第23話
「はぁ、眠い……」
俺は待ち合わせ場所で思わず欠伸をした。
今日は聖良と海で遊びに行く日だ。
そう、海だ。
当然、聖良は水着になるだろう。
それも、ただの水着ではない。
“大胆なやつ”だ。
何を基準に大胆なのかは分からないが、それなりに肌面積多めの水着なのだろう。
俺も年頃の男子。
同級生の女の子の水着には、とても興味がある。
ましてや聖良は俺が今まで見て来た女子の中で一番の美人だ。
気になって仕方がなかった。
結果、昨日の夜は眠れず、寝不足になってしまった。
果たして体力が持つのか。
心配だ。
「おはよう、春樹君」
後ろから、声が聞こえた。
はやる気持ちを抑えながら振り向くと、そこには白いワンピースに麦わら帽子を被った美少女――聖良が立っていた。
この前、一緒に買った服を早速着てきてくれたようだ。
「おはよう、聖良。……そのワンピース、似合ってる」
「当然よ」
ふふん。
と、聖良はドヤ顔で胸を張った。
「じゃあ、行きましょうか」
「そうだな」
俺たちは電車に乗り、少し遠くの海水浴場に向かう。
近場だと同じ学校の生徒と鉢合わせる可能性もある。
それに少し規模が小さい。
どうせなら、出店などがたくさんあるような大きな海水浴場の方が良いだろうという判断だ。
「ねぇ、春樹君」
並んで座席に座っていると、聖良がすり寄ってきた。
少し距離が近い。
「今日は何だと思う?」
聖良はワンピースの袖を軽く摘まみながら、俺の耳元でそう囁いた。
俺は少しだけ考えてから答えた。
「水着だろ。
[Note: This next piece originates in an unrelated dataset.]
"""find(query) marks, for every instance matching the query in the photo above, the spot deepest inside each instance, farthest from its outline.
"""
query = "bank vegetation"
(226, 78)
俺もズボンの下に履いてる」
「小学生みたいね」
「お前は違うのか?」
「違わないわ」
聖良は楽しそうに笑った。
電車に揺られて一時間半。
ようやく、海水浴場に到着した。
「へぇ、悪くないじゃない。ちょっと混んでるけど」
広い空、青い海、白い砂浜。
そして人混みと、時々ゴミ。
そんな感じの景色が辺りに広がっていた。
「時期が時期だから、仕方がない」
海なんてこんなものだろう。
「遊泳場所から離れているけど空いてるところと、遊泳場所の前だけど混んでいるところ。どっちがいい?」
「空いてる方かしら」
聖良の希望に沿う形で、遊泳場所から少し離れた場所にレジャーシートを敷き、ビーチパラソルを開く。
「じゃあ、水着に着替えるか」
「そうね。え、あ、ちょっと!? キャッ!」
俺がズボンを脱ぐと、聖良は両手で顔を隠しながら悲鳴を上げた。
……いや、よく見ると指の間からこちらを伺っている。
むっつりめ。
「中に履いてるから」
「そ、そうだとしても、急に脱がないで!」
聖良は頬を赤く染め、視線を逸らしながらそう言った。
どうやら、男の肌に対する免疫が低いらしく、俺を直視できない様子だ。
変なところで純情なやつだな。
「お前は着替えないのか?」
「あー、えっと……」
確か、聖良も中に水着を着ていると言っていたが……。
それとも外では脱ぎずらいか。
分からないでもない。
「中に着てるんじゃなかったのか?」
「う、うん。そうだけど……」
「だけど?」
「……」
「……どうした?」
「……あっち、向いて!」
聖良は海の方を指さしながらそう言った。
「中に水着、着てるなら、関係ないだろ」
「き、気持ちの問題! 何となく、恥ずかしいの!」
スカートの下に何も履かない方が、よっぽど恥ずかしいと思うが……。
内心で呟きながら、聖良に背中を向けた。